Durante la conferencia matutina de este 9 de enero, Sheinbaum reconoció que México y Estados Unidos ya cuentan con mecanismos de colaboración en temas de seguridad, pero consideró necesario reforzarlos ante las nuevas declaraciones del gobierno estadounidense. Incluso, señaló que de ser necesario podría hablar directamente con Donald Trump por teléfono para avanzar en los acuerdos de seguridad.
Respecto a la posibilidad de presencia de embarcaciones militares estadounidenses en aguas mexicanas —similar a lo ocurrido en Venezuela antes de la intervención—, Sheinbaum explicó que existe un entendimiento entre la Guardia Costera y el Comando Norte de EE.UU. con la Secretaría de Marina de México. Bajo este acuerdo, si se detectan embarcaciones sospechosas, la Guardia Costera notificaría a la Marina para que esta actúe dentro del mar territorial mexicano, respetando la soberanía nacional.
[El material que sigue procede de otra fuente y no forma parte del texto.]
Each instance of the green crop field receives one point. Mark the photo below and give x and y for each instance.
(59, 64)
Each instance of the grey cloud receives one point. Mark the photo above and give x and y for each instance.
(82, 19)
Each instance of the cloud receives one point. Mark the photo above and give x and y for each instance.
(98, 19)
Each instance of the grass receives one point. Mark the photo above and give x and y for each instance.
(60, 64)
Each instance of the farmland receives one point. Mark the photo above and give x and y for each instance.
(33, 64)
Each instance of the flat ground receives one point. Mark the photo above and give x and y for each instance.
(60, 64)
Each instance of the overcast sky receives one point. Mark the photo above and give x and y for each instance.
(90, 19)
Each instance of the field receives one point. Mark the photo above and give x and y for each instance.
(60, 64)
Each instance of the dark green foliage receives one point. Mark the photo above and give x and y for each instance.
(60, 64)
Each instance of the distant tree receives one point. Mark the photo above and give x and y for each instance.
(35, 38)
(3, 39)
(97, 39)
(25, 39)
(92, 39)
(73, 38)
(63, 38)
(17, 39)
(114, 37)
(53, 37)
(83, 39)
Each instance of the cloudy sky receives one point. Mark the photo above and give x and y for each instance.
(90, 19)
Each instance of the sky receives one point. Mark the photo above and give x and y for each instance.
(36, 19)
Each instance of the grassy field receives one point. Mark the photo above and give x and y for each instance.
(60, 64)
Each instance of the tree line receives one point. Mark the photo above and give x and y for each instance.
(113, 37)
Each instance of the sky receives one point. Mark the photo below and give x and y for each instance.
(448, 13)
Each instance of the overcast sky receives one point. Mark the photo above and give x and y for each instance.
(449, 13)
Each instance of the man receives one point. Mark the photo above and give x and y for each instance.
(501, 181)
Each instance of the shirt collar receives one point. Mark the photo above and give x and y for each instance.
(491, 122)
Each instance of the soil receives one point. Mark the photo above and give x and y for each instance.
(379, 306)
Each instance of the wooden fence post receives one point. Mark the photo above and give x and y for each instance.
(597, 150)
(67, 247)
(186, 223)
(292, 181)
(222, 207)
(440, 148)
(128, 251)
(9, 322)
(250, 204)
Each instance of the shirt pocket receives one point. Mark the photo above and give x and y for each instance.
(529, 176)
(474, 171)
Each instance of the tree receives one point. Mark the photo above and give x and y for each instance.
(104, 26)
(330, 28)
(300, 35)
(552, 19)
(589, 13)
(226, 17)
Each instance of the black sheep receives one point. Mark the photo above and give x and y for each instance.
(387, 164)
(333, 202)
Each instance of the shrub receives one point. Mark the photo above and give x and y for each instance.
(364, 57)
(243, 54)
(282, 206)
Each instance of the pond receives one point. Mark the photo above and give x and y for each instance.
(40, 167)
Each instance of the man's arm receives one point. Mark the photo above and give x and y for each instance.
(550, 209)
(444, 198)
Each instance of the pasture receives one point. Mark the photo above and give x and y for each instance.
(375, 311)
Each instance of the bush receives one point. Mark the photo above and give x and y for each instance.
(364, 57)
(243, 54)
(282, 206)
En el mismo evento, la Mandataria afirmó: “No queremos pensar en otro escenario, sino en una coordinación más estrecha en el marco de la defensa de la soberanía”, subrayando la importancia de colaborar sin ceder autonomía ni permitir intervenciones unilaterales.
Sheinbaum también mencionó que en conversaciones con el Presidente de Brasil, Luiz Inácio Lula da Silva, abordaron el fortalecimiento de relaciones económicas y la violencia contra las mujeres en ambos países, y reveló que fue invitada a visitar Brasil en mayo, una propuesta que será evaluada.
El llamado de la Presidenta ocurre en medio de un contexto de tensiones diplomáticas tras las afirmaciones de Trump sobre la posibilidad de usar acciones más agresivas para combatir a los cárteles, algo que México ha rechazado públicamente como inaceptable si implica violación de su soberanía.